Memphis, TN Steamer R F SASS Wreck, May 1860

Another Steamboat Disaster.


[From the Memphis Enquirer.]
Following close in the wake of the terrible disaster occasioned by the burning of the steamer A. T. Lacey, a short distance above this city, a few weeks ago, we are again called upon to record another, and one of the most appalling accidents which it has ever been our province to notice, connected with the many disasters which of late have happened on the Mississippi. Thursday evening, between 11 and 12 o'clock, as the Cincinnati and New Orleans steamer R. F. Sass was passing Clark's bar, about fifty miles below this city, she picked up a monstrous snag, which was lying directly in the middle of the channel, its location not even making a ripple upon the surface of the water.

The snag entered the boat at midships, careening her to the starboard side, causing her to sink in less than five minutes in over twenty-five feet of water. Of the passengers and crew of the Sass there were aboard, in all, over one hundred and thirty souls, the greater portion of whom had retired to bed at the time of the accident. No sooner had the boat struck than the alarm was given by those who were on watch to the passengers, who were speedily aroused and made sensible of the imminent danger in which they were placed. Many of the passengers, including a number of ladies and children, in almost a nude state, rushed to the hurricane deck; while others, in the frenzy of excitement, sprang into the river and were drowned. Even a portion of those who attempted to get above - so rapidly did the boat fill - were drowned, being foiled in their endeavors to escape by the encroaching waters.

No sooner had the passengers who were so fortunate as to clear the cabin reached the upper deck than the boat parted, the cabin floating off, carrying with it over one hundred souls, all of whom were saved, the wreck landing about three miles below. Of the passengers known to be lost we give a correct list as far as it goes, through doubtless many whose names are not given here found a watery grave:
MR. JAMES V. LINDSAY, New Orleans.
MRS. KATE WHITTEN, and son, fifteen years old, Lafayette, Indiana.
MRS. H. C. NEOL and daughter, four years old, Parkersburg, Virginia.
MRS. WM. HARRIS, Parkersburg, Virginia.
JOHN PANKEY, Illinois.
WM. WILSON, Cincinnati.
CHAS. ALLENDALE, Syracuse, Ohio.
FRANCES EAVITT and WILLIAM EAVITT, respectively 12 and 9 years old - daughter and son of MRS. CANNAH, of Louisiana - going to Indiana.
WM. H. DEWITT, (colored) fireman, Cincinnati.
________ GRAFF, porter, Cincinnati.
Two servants of DR. ROBERTSON, of Nashville.
ROSS, servant of MRS. CONEY, New Orleans.
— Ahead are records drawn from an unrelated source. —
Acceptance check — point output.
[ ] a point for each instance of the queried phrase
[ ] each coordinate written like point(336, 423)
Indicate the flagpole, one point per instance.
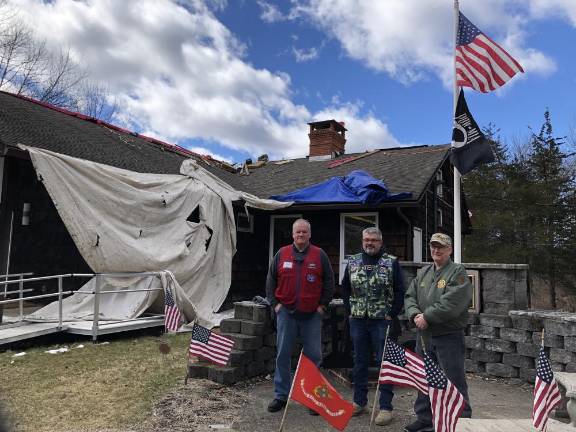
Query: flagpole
point(457, 193)
point(290, 393)
point(378, 386)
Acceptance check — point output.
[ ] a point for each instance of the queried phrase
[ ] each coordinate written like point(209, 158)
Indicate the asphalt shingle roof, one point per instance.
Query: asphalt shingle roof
point(23, 121)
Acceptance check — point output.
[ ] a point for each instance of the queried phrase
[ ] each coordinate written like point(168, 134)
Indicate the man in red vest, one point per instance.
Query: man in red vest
point(299, 287)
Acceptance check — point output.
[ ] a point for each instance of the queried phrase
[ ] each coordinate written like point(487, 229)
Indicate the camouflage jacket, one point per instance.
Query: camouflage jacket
point(372, 292)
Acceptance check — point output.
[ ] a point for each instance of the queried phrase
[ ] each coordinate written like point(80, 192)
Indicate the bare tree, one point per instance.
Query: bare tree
point(29, 68)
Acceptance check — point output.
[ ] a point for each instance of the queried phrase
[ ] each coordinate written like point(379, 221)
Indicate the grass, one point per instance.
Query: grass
point(95, 387)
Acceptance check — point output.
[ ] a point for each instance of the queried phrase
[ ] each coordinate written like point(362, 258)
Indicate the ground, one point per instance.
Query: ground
point(205, 406)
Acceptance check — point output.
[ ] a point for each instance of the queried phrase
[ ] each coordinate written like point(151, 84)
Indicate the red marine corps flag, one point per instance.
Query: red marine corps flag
point(312, 390)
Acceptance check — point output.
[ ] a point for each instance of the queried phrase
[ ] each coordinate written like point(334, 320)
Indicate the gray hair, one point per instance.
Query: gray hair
point(372, 231)
point(302, 221)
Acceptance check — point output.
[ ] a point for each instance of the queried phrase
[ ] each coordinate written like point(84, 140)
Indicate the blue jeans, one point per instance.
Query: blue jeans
point(449, 352)
point(368, 333)
point(288, 328)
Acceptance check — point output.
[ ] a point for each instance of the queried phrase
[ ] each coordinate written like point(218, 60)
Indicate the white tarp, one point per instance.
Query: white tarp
point(123, 221)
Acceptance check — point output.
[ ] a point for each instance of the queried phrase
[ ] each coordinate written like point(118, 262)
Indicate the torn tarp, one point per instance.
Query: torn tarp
point(356, 187)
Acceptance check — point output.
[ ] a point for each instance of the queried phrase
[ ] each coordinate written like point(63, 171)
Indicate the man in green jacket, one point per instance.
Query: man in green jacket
point(437, 303)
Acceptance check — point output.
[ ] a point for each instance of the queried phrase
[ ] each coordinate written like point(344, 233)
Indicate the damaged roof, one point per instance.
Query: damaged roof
point(32, 123)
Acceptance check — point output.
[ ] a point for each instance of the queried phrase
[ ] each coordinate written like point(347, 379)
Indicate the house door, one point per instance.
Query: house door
point(281, 232)
point(351, 227)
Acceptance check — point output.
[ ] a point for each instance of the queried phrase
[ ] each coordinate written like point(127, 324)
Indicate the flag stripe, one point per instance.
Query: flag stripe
point(480, 62)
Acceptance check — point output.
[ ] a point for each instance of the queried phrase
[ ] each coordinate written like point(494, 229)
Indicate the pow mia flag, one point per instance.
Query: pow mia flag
point(470, 147)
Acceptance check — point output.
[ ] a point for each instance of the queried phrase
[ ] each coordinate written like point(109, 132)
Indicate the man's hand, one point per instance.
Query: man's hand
point(420, 322)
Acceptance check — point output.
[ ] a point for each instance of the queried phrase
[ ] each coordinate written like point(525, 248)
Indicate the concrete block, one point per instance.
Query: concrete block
point(519, 361)
point(261, 313)
point(240, 358)
point(198, 370)
point(473, 342)
point(483, 331)
point(253, 328)
point(550, 340)
point(560, 327)
point(570, 343)
point(494, 320)
point(501, 370)
point(244, 310)
point(486, 356)
point(526, 322)
point(245, 342)
point(527, 349)
point(264, 354)
point(515, 335)
point(528, 375)
point(230, 325)
point(473, 319)
point(224, 375)
point(474, 367)
point(561, 356)
point(500, 345)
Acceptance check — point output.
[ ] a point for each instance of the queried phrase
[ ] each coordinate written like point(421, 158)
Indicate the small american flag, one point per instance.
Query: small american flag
point(172, 315)
point(210, 346)
point(446, 401)
point(480, 62)
point(403, 368)
point(546, 392)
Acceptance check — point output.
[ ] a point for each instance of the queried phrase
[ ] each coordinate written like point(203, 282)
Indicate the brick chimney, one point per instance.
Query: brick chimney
point(327, 139)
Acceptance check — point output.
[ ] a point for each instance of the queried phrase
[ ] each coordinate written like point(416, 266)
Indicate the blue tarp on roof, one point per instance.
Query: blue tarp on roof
point(356, 187)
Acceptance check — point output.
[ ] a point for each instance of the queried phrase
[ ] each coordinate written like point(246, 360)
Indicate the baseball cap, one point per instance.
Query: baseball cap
point(443, 239)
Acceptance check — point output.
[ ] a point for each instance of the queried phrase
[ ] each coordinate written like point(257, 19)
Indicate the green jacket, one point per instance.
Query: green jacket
point(443, 296)
point(372, 287)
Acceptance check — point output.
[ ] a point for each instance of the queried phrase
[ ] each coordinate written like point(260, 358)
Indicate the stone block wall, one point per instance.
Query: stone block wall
point(508, 345)
point(254, 352)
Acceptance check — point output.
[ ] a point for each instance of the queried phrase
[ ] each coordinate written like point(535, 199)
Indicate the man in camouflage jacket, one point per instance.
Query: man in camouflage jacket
point(373, 294)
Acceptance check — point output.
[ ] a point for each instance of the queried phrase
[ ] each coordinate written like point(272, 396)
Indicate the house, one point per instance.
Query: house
point(34, 239)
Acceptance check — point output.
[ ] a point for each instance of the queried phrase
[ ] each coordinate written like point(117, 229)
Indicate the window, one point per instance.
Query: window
point(351, 227)
point(439, 184)
point(281, 232)
point(244, 222)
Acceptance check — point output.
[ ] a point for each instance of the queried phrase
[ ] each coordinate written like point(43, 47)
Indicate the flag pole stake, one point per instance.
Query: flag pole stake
point(290, 393)
point(376, 396)
point(456, 189)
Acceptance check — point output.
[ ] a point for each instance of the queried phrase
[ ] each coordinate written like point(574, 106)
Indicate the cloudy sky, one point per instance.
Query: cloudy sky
point(239, 78)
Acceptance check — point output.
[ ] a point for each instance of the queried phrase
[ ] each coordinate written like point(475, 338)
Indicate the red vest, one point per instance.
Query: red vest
point(299, 284)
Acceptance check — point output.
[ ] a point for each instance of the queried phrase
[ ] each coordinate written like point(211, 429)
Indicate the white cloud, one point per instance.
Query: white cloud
point(554, 8)
point(303, 55)
point(411, 41)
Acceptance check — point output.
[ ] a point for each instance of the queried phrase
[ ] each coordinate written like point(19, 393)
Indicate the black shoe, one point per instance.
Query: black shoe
point(419, 426)
point(276, 405)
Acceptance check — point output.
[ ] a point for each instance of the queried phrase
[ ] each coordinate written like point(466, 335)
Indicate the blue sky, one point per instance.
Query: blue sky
point(239, 78)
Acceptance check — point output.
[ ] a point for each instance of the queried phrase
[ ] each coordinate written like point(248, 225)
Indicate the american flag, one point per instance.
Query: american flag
point(403, 368)
point(446, 401)
point(546, 392)
point(172, 315)
point(480, 62)
point(210, 346)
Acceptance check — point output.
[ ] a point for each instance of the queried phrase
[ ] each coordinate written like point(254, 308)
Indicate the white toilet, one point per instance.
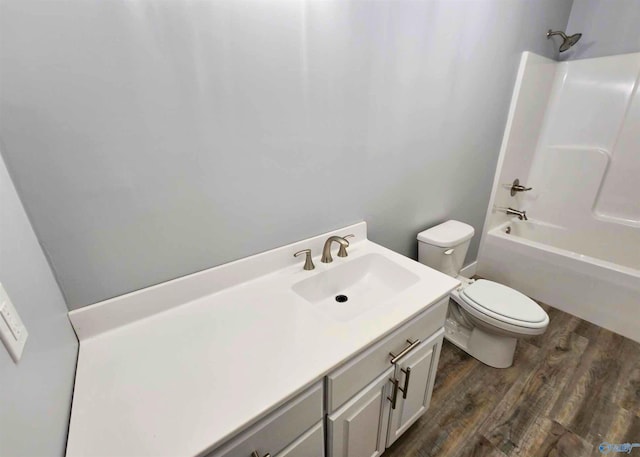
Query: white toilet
point(485, 318)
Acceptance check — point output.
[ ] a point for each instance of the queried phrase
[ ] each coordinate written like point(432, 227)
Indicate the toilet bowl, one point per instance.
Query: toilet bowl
point(485, 318)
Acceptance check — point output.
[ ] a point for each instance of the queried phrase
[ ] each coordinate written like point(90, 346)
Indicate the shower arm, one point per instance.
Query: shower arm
point(551, 33)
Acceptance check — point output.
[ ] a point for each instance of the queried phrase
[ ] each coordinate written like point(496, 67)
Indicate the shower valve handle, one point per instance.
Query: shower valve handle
point(516, 187)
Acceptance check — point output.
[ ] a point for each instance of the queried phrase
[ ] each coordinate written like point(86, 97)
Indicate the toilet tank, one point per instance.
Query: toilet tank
point(445, 246)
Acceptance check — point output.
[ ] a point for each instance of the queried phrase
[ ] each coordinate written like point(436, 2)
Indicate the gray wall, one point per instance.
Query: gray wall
point(608, 27)
point(152, 139)
point(35, 394)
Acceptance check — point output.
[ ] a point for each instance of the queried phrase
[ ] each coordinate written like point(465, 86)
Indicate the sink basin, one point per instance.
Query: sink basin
point(346, 291)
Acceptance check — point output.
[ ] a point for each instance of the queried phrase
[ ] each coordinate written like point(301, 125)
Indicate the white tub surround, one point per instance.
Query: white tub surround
point(572, 135)
point(179, 368)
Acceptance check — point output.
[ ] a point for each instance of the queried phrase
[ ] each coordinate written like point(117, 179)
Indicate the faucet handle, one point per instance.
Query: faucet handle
point(342, 252)
point(308, 263)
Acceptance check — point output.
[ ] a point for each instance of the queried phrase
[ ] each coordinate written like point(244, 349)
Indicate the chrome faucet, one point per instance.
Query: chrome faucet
point(342, 252)
point(522, 215)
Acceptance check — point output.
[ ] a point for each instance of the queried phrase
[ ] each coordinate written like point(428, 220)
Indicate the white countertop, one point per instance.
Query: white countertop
point(184, 380)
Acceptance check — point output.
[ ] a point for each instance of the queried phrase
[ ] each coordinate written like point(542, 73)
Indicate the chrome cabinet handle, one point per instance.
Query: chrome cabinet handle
point(405, 351)
point(407, 375)
point(342, 252)
point(394, 396)
point(308, 263)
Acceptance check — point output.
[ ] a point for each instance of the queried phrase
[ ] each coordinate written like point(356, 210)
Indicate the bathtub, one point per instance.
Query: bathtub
point(593, 274)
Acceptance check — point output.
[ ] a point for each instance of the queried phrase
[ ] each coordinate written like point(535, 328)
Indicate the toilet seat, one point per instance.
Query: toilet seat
point(497, 303)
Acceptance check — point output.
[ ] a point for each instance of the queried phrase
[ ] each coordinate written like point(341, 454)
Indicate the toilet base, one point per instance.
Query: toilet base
point(497, 351)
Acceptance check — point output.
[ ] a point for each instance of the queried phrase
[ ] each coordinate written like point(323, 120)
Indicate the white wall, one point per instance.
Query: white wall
point(608, 27)
point(152, 139)
point(35, 394)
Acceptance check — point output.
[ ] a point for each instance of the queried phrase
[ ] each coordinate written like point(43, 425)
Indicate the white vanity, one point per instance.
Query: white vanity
point(256, 358)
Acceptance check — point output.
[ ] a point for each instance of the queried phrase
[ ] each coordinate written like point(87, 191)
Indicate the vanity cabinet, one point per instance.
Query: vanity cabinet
point(416, 376)
point(376, 413)
point(365, 404)
point(293, 430)
point(358, 428)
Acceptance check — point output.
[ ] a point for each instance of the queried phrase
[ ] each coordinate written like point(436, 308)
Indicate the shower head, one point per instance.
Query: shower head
point(567, 41)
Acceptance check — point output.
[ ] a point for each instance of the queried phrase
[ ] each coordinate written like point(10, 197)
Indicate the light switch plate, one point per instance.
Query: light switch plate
point(12, 331)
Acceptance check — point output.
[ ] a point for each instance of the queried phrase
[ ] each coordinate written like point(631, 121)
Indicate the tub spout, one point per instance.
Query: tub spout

Mrs. H. C. NEOL should be listed as Mrs, H.C. Neale

Mrs. H. C. NEOL should be listed as Mrs, H.C. Neale. Her daughter's name was Olive Neale.

Mrs. William Harris first name was Caroline.

Eavitt victims of Sass sinking

This is in regard to Frances Eavitt and William Eavitt, daughter and son of Mrs. Cannah.

They are distant relatives of mine. Their actual names are Frances Ibert and William Ibert, daughter and son of Mrs. Cavanah. Frances and William are interred in Franklin City Cemetery in Louisiana. Mrs. Cavanah was married before to Frances Xavier Ibert. That's why the children have a different last name.